LLMs can be thought as one big stochastic JOIN. The new insight capabilities - thanks to their massive recall - is there. The problem is the stochasticity. They can retrieve stuff from the depths and slap them together but in these use cases we have no clue how relevant their inner ranking results or intermediary representations were. Even with the best read of user intent they can only simulate relevance, not really compute it in a grounded and groundable way.

So I take such automatic insight generation tasks with a massive grain of salt. Their simulation is amusing and feels relevant but so does a fortune teller doing a mostly cold read with some facts sprinkled in.

> → I solve problems faster by finding similar past situations → I make better decisions by accessing forgotten context → I see patterns that were invisible when scattered across time

All of which makes me skeptical of this claim.
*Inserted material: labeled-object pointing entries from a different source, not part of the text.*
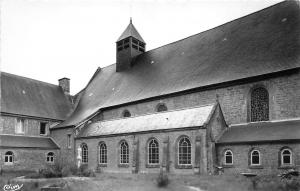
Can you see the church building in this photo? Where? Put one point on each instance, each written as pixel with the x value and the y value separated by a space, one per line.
pixel 227 97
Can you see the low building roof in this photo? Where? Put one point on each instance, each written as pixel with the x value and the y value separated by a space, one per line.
pixel 29 97
pixel 262 43
pixel 262 132
pixel 169 120
pixel 19 141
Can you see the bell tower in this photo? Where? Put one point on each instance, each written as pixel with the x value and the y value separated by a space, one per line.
pixel 129 45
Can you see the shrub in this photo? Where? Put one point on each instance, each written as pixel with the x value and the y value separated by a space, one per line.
pixel 162 179
pixel 84 171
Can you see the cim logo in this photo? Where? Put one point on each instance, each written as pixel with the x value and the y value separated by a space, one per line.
pixel 11 187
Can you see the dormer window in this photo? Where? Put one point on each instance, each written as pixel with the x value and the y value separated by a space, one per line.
pixel 126 113
pixel 161 107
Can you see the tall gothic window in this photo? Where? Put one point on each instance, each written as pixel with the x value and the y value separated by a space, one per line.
pixel 8 158
pixel 102 153
pixel 259 104
pixel 184 151
pixel 124 153
pixel 84 153
pixel 153 152
pixel 255 157
pixel 50 157
pixel 161 107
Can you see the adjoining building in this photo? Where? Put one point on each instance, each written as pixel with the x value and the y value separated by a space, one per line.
pixel 29 108
pixel 229 97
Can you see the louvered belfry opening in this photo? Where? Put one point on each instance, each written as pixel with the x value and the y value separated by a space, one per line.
pixel 259 105
pixel 129 45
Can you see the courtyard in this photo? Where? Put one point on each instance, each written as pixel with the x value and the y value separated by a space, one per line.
pixel 148 182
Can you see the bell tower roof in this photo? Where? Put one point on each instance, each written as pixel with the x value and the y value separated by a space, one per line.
pixel 131 31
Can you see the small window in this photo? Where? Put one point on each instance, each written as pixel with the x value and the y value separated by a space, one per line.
pixel 20 126
pixel 153 152
pixel 141 49
pixel 43 128
pixel 84 153
pixel 184 151
pixel 8 158
pixel 120 43
pixel 255 157
pixel 286 157
pixel 126 40
pixel 102 153
pixel 141 44
pixel 126 113
pixel 69 141
pixel 134 46
pixel 134 41
pixel 161 107
pixel 228 157
pixel 50 157
pixel 124 153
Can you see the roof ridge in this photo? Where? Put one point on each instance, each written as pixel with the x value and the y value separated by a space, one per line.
pixel 260 122
pixel 168 111
pixel 28 78
pixel 22 135
pixel 261 10
pixel 203 31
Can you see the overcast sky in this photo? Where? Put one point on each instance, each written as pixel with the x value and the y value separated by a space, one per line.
pixel 50 39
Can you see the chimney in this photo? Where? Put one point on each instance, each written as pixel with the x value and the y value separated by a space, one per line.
pixel 64 83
I have no doubt they feel productive but it might just as well be a part of that simulation, with all the biases, blind spots etc originating from the machine. Which could be worse than not having used the tool. Not having augmented recall is OK, forgetting things are OK - because memory is not a passive reservoir of data but an active reranker of relevance.

LLMs can’t be the final source of insight and wisdom, they are at best sophists, or as Terrence Tao put it more kindly, a mere source of cleverness. In this, they can just as well augment our self-deception capacity, maybe even more than counterbalancing them.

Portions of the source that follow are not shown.